Так вот, Оле-Лукойе в сказке знакомит маленького Яльмара с «другим Оле-Лукойе» — Смертью. Другой Оле-Лукойе проезжает по миру, сажает к себе на лошадь «и старых и малых», одних — перед собой, других позади. «Но сначала всегда спрашивал: — Какие у тебя отметки за поведение? — Хорошие! — отвечали все. — Покажи-ка! — говорил он. Приходилось показать; и вот тех, у кого были отличные или хорошие отметки, он сажал впереди себя и рассказывал им чудную сказку, а тех, у кого были посредственные или плохие, — позади себя, и эти должны были слушать страшную сказку».

Это мир школьного учителя. Дети бывают хорошими и плохими, потом они вырастают — стыдно, стыдно! — и умирают. Любовь — это нечто возвышенное, но безнадежное. Почти все влюбленные в сказках Андерсена — как водится — умирают в день свадьбы, возносятся взглянуть на райский сад и возвращаются лишь через сотни лет, опускаются на дно морское, лежат мертвыми под корнями старого дерева. Русалочка променяла влажный хвост и теплый живой голос — на глупые мечты о возлюбленном, на голые ножки, а между ними — стыдно, стыдно! — кровь; выросла наша девочка. Кай и Герда не знали, что обниматься можно не только распевая псалмы. Если не будете как дети, не войдете в Царствие Небесное.

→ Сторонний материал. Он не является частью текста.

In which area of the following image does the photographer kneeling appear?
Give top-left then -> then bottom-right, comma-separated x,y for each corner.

В этом и дело. Любить можно только Бога, петь можно только Богу, райский сад прекраснее земной любви, смерть — не финал. Но ничего этого я не знала, шестилетняя девочка в середине семидесятых, посреди подступающего коммунизма. Бог и Кай были для меня лишь персонажами сказок Андерсена, и я не знала, кто мне нравится больше.

Нет, знала.

Для взрослого человека сказки эти, наверное, не так уж страшны и не так уж чудовищны. Не настолько, чтобы, как я много лет назад, отворачиваться при виде бежевого двухтомника. Эти сказки страшны лишь для тех, в чьем мире Бог — всего лишь персонаж книг.

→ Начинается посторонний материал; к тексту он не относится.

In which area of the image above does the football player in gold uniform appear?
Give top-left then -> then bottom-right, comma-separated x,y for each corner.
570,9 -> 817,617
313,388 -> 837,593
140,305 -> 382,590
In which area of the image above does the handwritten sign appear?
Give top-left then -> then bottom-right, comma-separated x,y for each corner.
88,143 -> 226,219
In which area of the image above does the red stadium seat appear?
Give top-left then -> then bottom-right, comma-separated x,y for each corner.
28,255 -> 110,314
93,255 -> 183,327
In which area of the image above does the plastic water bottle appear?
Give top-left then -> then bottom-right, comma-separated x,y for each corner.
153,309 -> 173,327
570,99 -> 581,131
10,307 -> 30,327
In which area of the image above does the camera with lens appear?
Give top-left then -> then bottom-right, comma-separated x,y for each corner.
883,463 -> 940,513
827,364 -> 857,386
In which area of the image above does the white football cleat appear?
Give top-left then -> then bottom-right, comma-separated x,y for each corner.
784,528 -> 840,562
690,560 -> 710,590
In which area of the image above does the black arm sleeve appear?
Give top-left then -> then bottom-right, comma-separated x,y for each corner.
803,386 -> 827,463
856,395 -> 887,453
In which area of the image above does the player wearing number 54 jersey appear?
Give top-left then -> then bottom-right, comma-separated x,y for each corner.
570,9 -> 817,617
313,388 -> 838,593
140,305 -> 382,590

Если Бога нет, то в «Анне Лисбет» запоминается лишь это рытье могилы на берегу, эта смерть в церкви (в церкви! конечно! раз Бога нет, то в церкви можно только умирать!), а что «душа ее вознеслась туда, где нечего бояться» — это эвфемизм, не бормотать же «умерла, умерла».

Если Бога нет, то в «Русалочке» финальный вздох — «Через триста лет мы войдем в божье царство!» — звучит как «нам никогда не успокоиться, не отдохнуть»: триста лет — это очень-очень долго, это в пятьдесят раз больше, чем шесть.

Если Бога нет, то «Девочка со спичками» — история о том, как девочка, обезумев от холода, замерзла под Новый год, и«новогоднее солнце осветило мертвое тельце». Сошла с ума перед смертью, поэтому и улыбалась, а вовсе не потому, что вознеслась «туда, где нет ни голода, ни холода, ни страха». И, наверное, в оригинале это случилось под Рождество?

Если Бога нет, то разговор матери со Смертью в «Истории одной матери» — чудовищная детская травма; а мы еще удивляемся, откуда в нашем поколении такой экзистенциальный ужас, не с чего, вроде?

» — Я не пойму тебя! — сказала Смерть. — Хочешь ты, чтобы я отдала тебе твое дитя или чтобы унесла его в неведомую страну? 

Мать заломила руки, упала на колени и взмолилась творцу:

— Не внемли мне, когда я прошу о чем-либо, несогласном с твоею всеблагою волей! Не внемли мне! Не внемли мне!

И она поникла головою…

А Смерть понесла ее ребенка в неведомую страну».

Мать стоит перед Смертью, разговаривает с ней, потом падает на колени и — и что? Она же разговаривает со Смертью, так? Значит, и взмолилась она — тоже Смерти. Правда, Андерсен почему-то называет Смерть — творцом; ему виднее. Значит, весь мир — весь андерсеновский мир — был создан Смертью.

За неимением в моей душе Бога.

И этот, со своей другой спринцовкой, большой Оле-Лукойе в красивом кафтане — вон за окном на площади цокают копыта его коня. Этого директора школы зовут Смерть; он берет и старых, и малых, он сажает тех, у кого по Закону Божьему были хорошие отметки, перед собой, а тех, кто жил атеистом, позади; и рассказывает, рассказывает, рассказывает им сказки и истории. Только вот Андерсен из ложной скромности не уточнил, что это за сказки, что это за истории. ДругойОле-Лукойе рассказывает всем одну и ту же сказку, андерсеновскую, и верующие бывшие дети застывают с блаженной улыбкой, а неверующие ахают, закрывают лицо ладошками, горько-горько плачут, и пытаются спрыгнуть с коня, избавиться от этого липкого ужаса. А не получается: они словно приросли, они будут слушать это вечно, болотные огоньки будут пылать в их глазах, пока не выжгут их дотла, и ветер развеет их прах с конского крупа.

Так забавно!

Автор: Ксения Рождественская
2003


Из сказки слов не выкинешь

Розы цветут.
Красота, красота!
Скоро узрим мы
младенца Христа!
Ганс-Христиан Андерсен
(последняя строчка в сказке «Снежная Королева»)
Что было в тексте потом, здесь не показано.